Who Gets To Call It Art?

The sensibility would be a mismatch, but modern art really needs one of those comprehensive, 10-hour Ken Burns documentaries. A lot of fiction and non-fiction filmmakers have taken a swing at the topic, but usually through the filter of a single artist, with a scope too narrow to encompass a century of aesthetic revolution. Even Peter Rosen's documentary Who Gets To Call It Art?, which comes closer than most to seeing the whole picture, sticks close to a single personality—former New York Metropolitan Museum Of Art curator Henry Geldzahler—and wraps up its presentation in 80 minutes. Something's inevitably going unsaid.

Still, Rosen covers a lot of ground in 80 minutes, and he's picked the right subject to focus on. Geldzahler was hired on at the Met in 1960, at age 25, at a time when modern art was dominated by structurally rigid, emotionally tortured abstract expressionists. There were rumblings from the industrial lofts of downtown New York, where Jasper Johns and Robert Rauschenberg were spoofing the overbearing seriousness of the modern-art world by applying abstract expressionist techniques to common, iconic images. Andy Warhol soon picked up on the trend, and Roy Lichtenstein, and soon "pop art" was in full flower, aided and abetted by Geldzahler, who shared these artists' vision and lifestyle.

Rosen talks with the survivors of that era, and he cuts the interviews and archival footage into a rapid-fire collage-view of New York City bohemia in the '50s and '60s, at a time when being an "artist" was hard work, but it wasn't really a bill-paying job. That all changed in the '70s, on the heels of Geldzahler's polarizing Met exhibition "New York Painting: 1940-1970," which put modern art into a colorful, comprehensible context. The art dealers quickly swooped in, swiping Geldzahler's ideas and selling them to the nouveau riche. Who Gets To Call It Art? climaxes with footage from the notorious "Scull Auction," in which an early patron of pop art sold his collection for millions, while his impoverished former friends looked on in horror.

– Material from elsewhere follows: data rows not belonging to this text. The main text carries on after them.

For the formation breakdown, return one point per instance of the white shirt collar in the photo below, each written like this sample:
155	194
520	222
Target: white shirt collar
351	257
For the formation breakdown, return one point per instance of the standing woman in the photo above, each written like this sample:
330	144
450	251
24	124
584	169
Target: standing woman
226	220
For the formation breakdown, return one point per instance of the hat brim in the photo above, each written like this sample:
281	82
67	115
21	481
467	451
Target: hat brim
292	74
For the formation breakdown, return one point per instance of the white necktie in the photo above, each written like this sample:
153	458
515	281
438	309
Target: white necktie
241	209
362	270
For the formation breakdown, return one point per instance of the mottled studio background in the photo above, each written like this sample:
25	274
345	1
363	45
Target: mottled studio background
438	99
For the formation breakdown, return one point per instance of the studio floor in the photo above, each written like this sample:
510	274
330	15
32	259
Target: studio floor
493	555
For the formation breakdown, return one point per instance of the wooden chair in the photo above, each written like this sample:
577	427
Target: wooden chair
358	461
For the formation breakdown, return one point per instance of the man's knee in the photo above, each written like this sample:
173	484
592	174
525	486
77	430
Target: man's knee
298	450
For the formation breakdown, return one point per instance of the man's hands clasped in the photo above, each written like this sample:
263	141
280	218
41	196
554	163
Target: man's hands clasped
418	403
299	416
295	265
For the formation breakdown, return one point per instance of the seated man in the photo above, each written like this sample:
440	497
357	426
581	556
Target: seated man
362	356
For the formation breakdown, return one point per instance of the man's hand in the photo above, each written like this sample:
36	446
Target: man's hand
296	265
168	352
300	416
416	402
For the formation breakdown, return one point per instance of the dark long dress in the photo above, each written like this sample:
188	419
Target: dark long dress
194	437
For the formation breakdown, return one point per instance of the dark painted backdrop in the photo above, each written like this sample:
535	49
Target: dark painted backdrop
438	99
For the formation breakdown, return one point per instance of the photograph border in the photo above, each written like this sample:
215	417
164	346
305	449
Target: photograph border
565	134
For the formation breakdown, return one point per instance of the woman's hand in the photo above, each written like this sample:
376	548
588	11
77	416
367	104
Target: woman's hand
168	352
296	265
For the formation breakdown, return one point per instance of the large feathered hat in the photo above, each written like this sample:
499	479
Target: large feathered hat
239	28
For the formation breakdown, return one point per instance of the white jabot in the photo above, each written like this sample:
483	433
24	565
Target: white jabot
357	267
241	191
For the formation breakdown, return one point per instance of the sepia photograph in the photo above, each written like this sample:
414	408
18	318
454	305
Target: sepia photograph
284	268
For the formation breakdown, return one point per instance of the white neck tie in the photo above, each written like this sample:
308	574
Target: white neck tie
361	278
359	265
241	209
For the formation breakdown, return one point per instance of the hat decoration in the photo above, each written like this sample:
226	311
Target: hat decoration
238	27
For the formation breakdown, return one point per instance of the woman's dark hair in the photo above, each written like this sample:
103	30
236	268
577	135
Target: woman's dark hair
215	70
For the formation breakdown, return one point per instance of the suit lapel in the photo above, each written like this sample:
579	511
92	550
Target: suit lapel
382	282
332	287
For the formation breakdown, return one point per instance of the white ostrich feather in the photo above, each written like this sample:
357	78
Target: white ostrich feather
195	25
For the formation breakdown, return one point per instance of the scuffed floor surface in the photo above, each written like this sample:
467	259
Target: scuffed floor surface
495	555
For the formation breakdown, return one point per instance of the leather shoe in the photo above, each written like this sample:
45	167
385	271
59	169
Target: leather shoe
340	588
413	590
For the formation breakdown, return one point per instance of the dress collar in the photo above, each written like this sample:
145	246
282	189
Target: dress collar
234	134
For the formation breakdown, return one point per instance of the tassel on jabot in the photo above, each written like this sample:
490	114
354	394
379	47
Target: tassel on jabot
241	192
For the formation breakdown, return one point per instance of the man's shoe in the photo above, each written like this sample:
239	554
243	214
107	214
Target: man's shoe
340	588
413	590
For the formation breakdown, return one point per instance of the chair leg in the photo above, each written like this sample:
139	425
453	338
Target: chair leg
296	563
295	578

Of course, a lot of those same outraged artists soon got rich themselves, but the flurry of money affected the unspoiled impulse that made them paint and sculpt in the first place, in ways that Rosen's documentary doesn't explore enough. What Who Gets To Call It Art? does capture—and very well—is the spirit of invention and discovery that made the '60s so exciting. For all Warhol's marketing savvy and Rauschenberg's puckishness, the pop artists were really just doing what their predecessors had done: painting the accumulated junk inside their heads.